Another scenario: your server goes down (for whatever reason) and it's been up for a year. Your filesystem is set to check itself after a period of time. This means your time to reboot is 10-15 minutes instead of 1. Heart attack time. But it's necessary - you can't just tune2fs the checks out, for example.

I've never really come up with a satisfactory answer for this. The closest I've got is to take a snapshot of your lvm & run fsck over that instead however that's a pita to implement automatically (say as a cron job) and I do have some systems that aren't on lvm.

Is a disk check a little like quantum physics - i.e. observing it causes a state change? What's the deal? Anyone got any interesting fantastic manuals or articles to read? (rtfm/a?) Anyone else got this problem licked? How do you do it?

Cheers

Quote:

Originally Posted by hohum (Post 4521873)

You can't fsck a mounted filesystem; doing that would just corrupt it. You're not expected to know the filesystem details, just let fsck do its job correcting any corruption, and restore any deleted files from your backup. They were corrupted anyway, that's the point - fsck is just the messenger.

Quote:

Another scenario: your server goes down (for whatever reason) and it's been up for a year. Your filesystem is set to check itself after a period of time. This means your time to reboot is 10-15 minutes instead of 1. Heart attack time. But it's necessary - you can't just tune2fs the checks out, for example.

In the days before redundant load balanced servers, downtime was a problem. If you're still configured without redundancy, your uptime is a low priority, not "heart attack time".

Quote:

I've never really come up with a satisfactory answer for this. The closest I've got is to take a snapshot of your lvm & run fsck over that instead however that's a pita to implement automatically (say as a cron job) and I do have some systems that aren't on lvm.

Is a disk check a little like quantum physics - i.e. observing it causes a state change?
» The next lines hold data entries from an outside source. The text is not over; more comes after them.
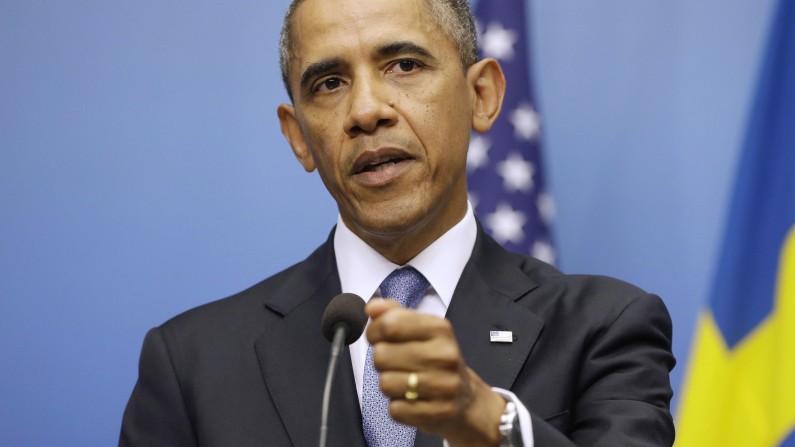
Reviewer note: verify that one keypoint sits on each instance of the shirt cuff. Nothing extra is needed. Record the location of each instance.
(525, 423)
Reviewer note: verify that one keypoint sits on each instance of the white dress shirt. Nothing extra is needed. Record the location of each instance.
(362, 269)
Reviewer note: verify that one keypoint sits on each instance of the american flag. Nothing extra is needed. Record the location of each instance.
(506, 179)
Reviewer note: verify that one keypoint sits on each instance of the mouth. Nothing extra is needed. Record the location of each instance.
(379, 160)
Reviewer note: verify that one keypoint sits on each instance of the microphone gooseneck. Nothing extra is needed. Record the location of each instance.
(343, 323)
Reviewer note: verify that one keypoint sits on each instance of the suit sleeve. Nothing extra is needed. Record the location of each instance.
(156, 414)
(624, 389)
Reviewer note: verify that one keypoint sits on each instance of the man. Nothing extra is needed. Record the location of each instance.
(384, 94)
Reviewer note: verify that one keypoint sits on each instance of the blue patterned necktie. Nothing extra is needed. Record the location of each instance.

What's the deal? Anyone got any interesting fantastic manuals or articles to read? (rtfm/a?) Anyone else got this problem licked? How do you do it?

Cheers

You schedule downtime, verify the health of the backup server, and switch over the backup to primary. Then take your server down for maintenance. Take your time, do it right, verify function, then put it back in service.

I concur.

I was reluctant to reply to this as I'm not responsible for (large) production environments.
However, I don't see the ksplice situation any different from the past where admins crowed about uptime measured in years. You want to fix (FSVO "fix") your filesystem, you take your system(s) down to do so. And use a modern f/s - ext4 is much quicker to fsck, as no doubt are others. There will be online fsck in the not too distant future, but may take a while to be accepted (and shipped) by the major distributors.

but that's why I said fsck -n (see man):

Quote:

-n For some filesystem-specific checkers, the -n option will cause the fs-specific fsck to avoid attempting to repair any problems, but simply report such problems to std-
out. This is however not true for all filesystem-specific checkers. In particular, fsck.reiserfs(8) will not report any corruption if given this option. fsck.minix(8)
does not support the -n option at all.

You're absolutely right about redundancy. I have just taken on this role and their are some complexities surrounding that with these particular systems.

Thanks for your input though - I appreciate and value it.

It'd sure be nice to get an answer too, if anyone knows.